Subcontinent charges drive British poll ID plan
Boris Johnson’s government intends to introduce “a new Electoral Integrity Bill” in the Queen’s Speech on Monday, requiring voters to show photographic proof of identity with the aim of curbing election fraud, notably among the Pakistani and Bangladeshi communities.
The move is likely to be opposed by Jeremy Corbyn’s Labour Party, which will argue that insisting on voter ID will penalise vulnerable and weaker sections of society.
Labour and ethnic minority candidates have benefited in the past from the South Asian bloc vote.
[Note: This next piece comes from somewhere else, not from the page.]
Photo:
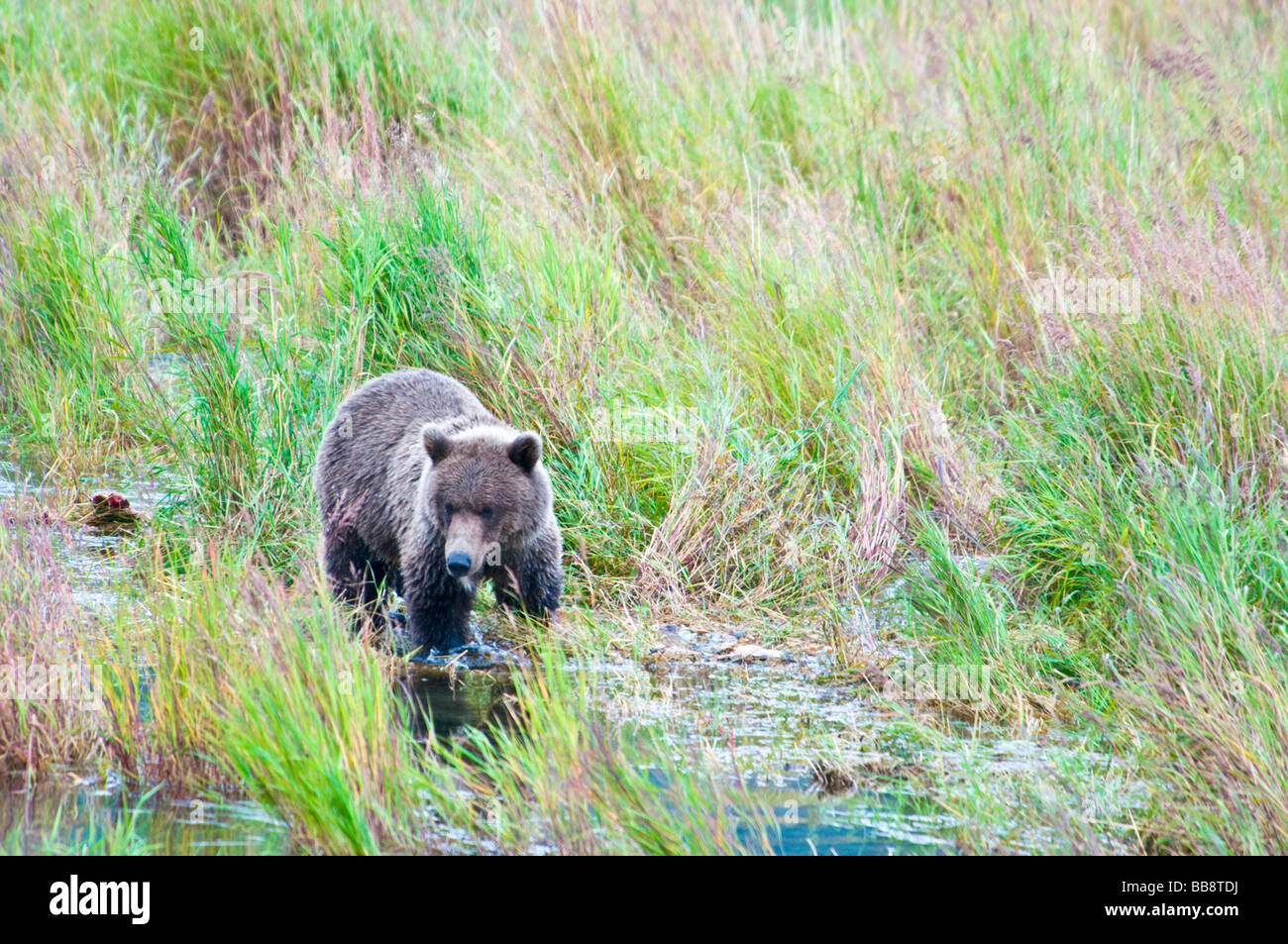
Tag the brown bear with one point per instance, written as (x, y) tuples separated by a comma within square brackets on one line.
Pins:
[(424, 491)]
Indian voting patterns have become much more complex, with the community becoming increasingly middle class and turning more to the Tories. Labour’s perceived pro-Pakistan bias over Kashmir, driven by its Pakistani-origin MPs, councillors and activists, has helped this.
What brought matters to a head was the case of Lutfur Rahman, a Bangladeshi who was removed as mayor of the East London borough of Tower Hamlets in 2015 after being found guilty of electoral fraud, banned from standing again and fined £250,000.
In an area with a high Bangladeshi population — Brick Lane alone has dozens of “Indian restaurants” — the Election Commissioner upheld several of the allegations, including: “Voters were told that it was their duty as Muslims to vote for Rahman. A letter signed by 101 Imams in Bengali stated it was people’s ‘religious duty’ to vote.”
The commissioner also found that “large amounts of money were given to organisations who were ‘totally ineligible or who failed to meet the threshold for eligibility’”.
Rahman’s backers were also found guilty of “providing free food and drink to encourage people to vote for Rahman”.
Rahman’s conviction persuaded David Cameron’s government to launch an inquiry into electoral malpractice headed by Eric Pickles, a former secretary of state for communities and local government. He had once been leader of the Conservative group in Bradford Council, which looks after the Yorkshire city with a large Pakistani-origin population.
According to a report in The Sunday Telegraph, the Boris government “will insist changes are needed to safeguard against fraud and corruption. The proposals draw on the recommendations of a major report by Pickles, the former Conservative Cabinet minister, in 2016, which said there was evidence of voter fraud ‘especially in communities of Pakistani and Bangladeshi background’. Pickles warned of concerns that cases had been ignored because of ‘over-sensitivities about ethnicity and religion’.”
The paper reported: “Voters across the country will have to show identification such as driving licences or passports before casting their ballot, under plans to be unveiled in the Queen’s Speech. Ministers are planning to introduce a legal requirement for voters to produce photographic ID, in order to safeguard against electoral fraud.”
It added that the new bill “will also limit the number of relatives for whom anyone can act as a proxy, and outlaw the ‘harvesting’ of postal ballots by political parties and activists”.
The paper quoted a government source: “A secure electoral system is vital. By changing the law to require voters to show some ID, as they do in many other daily activities, and taking steps to cut down proxy and postal voter fraud, we can ensure that everyone’s vote counts and strengthen public trust in our democracy.”
There were allegations of fraud after Labour won Peterborough with a majority of 607 in the 2017 general election.
The subsequent report by two academics, Timothy Peace and Parveen Akhtar, made general observations about how South Asians had brought the politics of “back home” to Britain: “The introduction of postal voting on demand in the early 2000s certainly provided a very clear opportunity for anyone tempted to influence electoral outcomes through dubious means.”
Referring to Pakistanis, their report said: “Labour councillors convicted of fraud in Birmingham’s 2004 local elections continue to maintain their innocence, with one blaming instead South Asian family structures where the male head of the household fill in postal ballot papers on behalf of wives, sons and daughters.
“It is clear that postal voting strengthened the hand of community or ‘biraderi’ leaders who view this as a convenient way to deliver a bloc vote. However, rather than illegal practices such as vote rigging, many people we spoke to were more concerned about the legal means through which these biraderi connections can still influence local politics.”